The criticism came in a 656-page annual report released in Beirut that reviews human rights practices in more than 90 countries.
In it, HRW said the Islamic State group spreading terror in the Middle East is in part a product of the U.S.-led war and military occupation of Iraq, and the abuses of detainees in Iraq's Abu Ghraib prison and other U.S.-run detention centers.
Funding of extremist groups by Gulf states and their citizens also played a role in fuelling militancy across the volatile region, HRW said.
"Rarely has an armed force engendered such widespread revulsion and opposition," the group's World Report 2015 said of the Islamic State group. "Yet ISIS did not emerge in a vacuum," it added, using an older acronym for the IS.
Human Rights Watch also accused the U.S. and its allies of allowing their military action the U.S.-led alliance has been bombing Islamic State targets since last year against the IS to overshadow efforts to push Syrian President Bashar Assad's government to end its own abuses.

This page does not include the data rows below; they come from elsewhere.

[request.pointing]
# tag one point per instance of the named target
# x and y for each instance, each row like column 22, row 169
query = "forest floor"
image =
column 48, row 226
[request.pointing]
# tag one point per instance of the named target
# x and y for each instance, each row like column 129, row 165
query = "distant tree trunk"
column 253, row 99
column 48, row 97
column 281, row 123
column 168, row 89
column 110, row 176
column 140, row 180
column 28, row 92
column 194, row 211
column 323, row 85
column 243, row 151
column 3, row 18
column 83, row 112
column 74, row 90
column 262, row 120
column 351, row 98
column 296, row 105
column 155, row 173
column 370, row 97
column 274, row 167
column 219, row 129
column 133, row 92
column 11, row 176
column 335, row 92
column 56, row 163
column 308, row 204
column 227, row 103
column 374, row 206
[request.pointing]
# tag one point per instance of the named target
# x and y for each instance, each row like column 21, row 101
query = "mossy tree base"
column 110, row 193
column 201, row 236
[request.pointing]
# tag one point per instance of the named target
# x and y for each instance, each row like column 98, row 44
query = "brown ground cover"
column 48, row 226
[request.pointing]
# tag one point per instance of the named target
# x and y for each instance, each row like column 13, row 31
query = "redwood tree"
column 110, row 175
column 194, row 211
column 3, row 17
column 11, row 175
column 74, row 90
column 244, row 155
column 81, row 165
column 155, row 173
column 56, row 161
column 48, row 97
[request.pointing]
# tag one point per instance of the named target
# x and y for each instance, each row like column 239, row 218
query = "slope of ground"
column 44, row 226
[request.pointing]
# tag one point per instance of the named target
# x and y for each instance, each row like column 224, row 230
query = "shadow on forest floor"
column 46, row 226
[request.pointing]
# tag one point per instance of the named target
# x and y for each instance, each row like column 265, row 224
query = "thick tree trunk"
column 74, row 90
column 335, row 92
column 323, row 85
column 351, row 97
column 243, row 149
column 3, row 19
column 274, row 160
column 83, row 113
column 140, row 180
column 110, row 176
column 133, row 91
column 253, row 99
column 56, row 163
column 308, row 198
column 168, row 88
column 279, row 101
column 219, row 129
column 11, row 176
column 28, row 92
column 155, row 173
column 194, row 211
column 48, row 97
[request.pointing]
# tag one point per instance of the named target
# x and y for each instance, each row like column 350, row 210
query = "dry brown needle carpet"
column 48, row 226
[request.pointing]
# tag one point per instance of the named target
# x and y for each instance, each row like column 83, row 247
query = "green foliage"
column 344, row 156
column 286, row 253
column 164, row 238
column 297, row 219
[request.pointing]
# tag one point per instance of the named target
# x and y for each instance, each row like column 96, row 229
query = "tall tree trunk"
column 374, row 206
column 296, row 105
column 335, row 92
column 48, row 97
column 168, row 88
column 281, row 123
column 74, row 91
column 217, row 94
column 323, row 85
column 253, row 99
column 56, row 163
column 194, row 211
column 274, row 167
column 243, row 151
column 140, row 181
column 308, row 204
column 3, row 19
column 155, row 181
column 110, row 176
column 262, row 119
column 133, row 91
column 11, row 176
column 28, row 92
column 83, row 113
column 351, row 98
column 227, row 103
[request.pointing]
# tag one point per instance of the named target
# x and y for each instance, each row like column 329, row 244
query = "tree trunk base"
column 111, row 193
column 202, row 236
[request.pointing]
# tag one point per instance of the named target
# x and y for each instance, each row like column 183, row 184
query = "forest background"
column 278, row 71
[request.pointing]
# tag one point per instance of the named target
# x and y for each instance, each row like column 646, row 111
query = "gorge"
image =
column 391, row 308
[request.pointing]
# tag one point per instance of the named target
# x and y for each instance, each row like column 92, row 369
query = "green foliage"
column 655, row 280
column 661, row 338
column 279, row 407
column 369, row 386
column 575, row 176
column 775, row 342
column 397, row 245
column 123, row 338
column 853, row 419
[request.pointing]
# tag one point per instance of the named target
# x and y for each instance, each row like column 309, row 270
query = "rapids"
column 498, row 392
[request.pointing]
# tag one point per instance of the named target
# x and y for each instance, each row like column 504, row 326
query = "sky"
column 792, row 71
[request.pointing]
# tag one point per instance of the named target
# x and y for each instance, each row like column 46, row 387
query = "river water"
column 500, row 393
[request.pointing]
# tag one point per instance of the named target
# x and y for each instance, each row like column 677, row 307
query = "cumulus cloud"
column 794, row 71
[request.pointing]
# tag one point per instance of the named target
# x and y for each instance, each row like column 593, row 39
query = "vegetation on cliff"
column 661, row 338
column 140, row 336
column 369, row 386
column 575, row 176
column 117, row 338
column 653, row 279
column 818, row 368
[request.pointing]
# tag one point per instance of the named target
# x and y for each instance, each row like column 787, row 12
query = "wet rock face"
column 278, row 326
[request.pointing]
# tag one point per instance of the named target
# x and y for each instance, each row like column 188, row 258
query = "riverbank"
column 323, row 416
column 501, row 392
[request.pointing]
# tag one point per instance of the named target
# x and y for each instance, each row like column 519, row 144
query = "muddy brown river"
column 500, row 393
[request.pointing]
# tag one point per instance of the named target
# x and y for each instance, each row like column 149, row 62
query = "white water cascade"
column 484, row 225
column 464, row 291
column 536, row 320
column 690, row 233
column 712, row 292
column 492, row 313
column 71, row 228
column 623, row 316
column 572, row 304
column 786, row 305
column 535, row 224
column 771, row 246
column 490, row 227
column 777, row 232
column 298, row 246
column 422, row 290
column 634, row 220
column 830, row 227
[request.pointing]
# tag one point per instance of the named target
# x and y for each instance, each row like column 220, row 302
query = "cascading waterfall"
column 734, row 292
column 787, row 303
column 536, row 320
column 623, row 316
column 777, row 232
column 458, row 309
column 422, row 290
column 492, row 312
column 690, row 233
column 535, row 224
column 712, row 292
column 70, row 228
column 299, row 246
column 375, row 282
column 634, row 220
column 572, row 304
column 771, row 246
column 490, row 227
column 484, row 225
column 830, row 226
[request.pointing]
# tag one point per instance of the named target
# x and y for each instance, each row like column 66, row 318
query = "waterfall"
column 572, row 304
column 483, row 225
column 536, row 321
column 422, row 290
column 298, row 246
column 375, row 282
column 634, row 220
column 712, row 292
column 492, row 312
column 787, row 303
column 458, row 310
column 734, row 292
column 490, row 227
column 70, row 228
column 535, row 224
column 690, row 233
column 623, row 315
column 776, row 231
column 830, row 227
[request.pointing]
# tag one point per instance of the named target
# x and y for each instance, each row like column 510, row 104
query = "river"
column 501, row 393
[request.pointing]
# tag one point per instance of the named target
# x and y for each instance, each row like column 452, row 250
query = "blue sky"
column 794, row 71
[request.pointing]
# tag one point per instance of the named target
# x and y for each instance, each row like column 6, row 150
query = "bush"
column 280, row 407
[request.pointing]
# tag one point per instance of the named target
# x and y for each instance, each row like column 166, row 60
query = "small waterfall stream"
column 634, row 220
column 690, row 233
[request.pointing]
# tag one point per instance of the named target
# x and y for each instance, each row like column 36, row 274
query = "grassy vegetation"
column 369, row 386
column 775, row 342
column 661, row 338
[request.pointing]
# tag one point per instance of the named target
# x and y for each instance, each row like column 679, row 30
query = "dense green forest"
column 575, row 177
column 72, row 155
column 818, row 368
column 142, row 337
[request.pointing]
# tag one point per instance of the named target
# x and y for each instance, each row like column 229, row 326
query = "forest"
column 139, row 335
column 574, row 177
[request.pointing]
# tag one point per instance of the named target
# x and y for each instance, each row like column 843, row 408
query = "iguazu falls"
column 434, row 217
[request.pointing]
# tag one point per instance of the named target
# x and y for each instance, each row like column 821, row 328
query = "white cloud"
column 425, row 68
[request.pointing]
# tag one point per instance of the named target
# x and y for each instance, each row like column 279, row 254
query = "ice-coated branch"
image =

"This selective concern allows ISIS recruiters to portray themselves to potential supporters as the only force willing to stand up to Assad's atrocities," the report said.
The United States and several Arab allies have been striking the Islamic State in Syria since Sept. 23, and U.S. and other international warplanes have been waging an air campaign against the extremists in Iraq for even longer.
The campaign aims to push back the jihadi organization after it took over much of Iraq and Syria and declared a "caliphate" in July.
The report also accuses the Iraqi government of relying in the battle against IS extremists primarily on Shiite militias who are killing and cleansing Iraqi areas of Sunni civilians with impunity.
HRW also accuses the international community of indifference to the violations by both governments.
"If the conditions that led to ISIS are left to fester, the group could deepen its hold on the two countries and expand into Lebanon, Jordan, Libya and beyond," the report warned.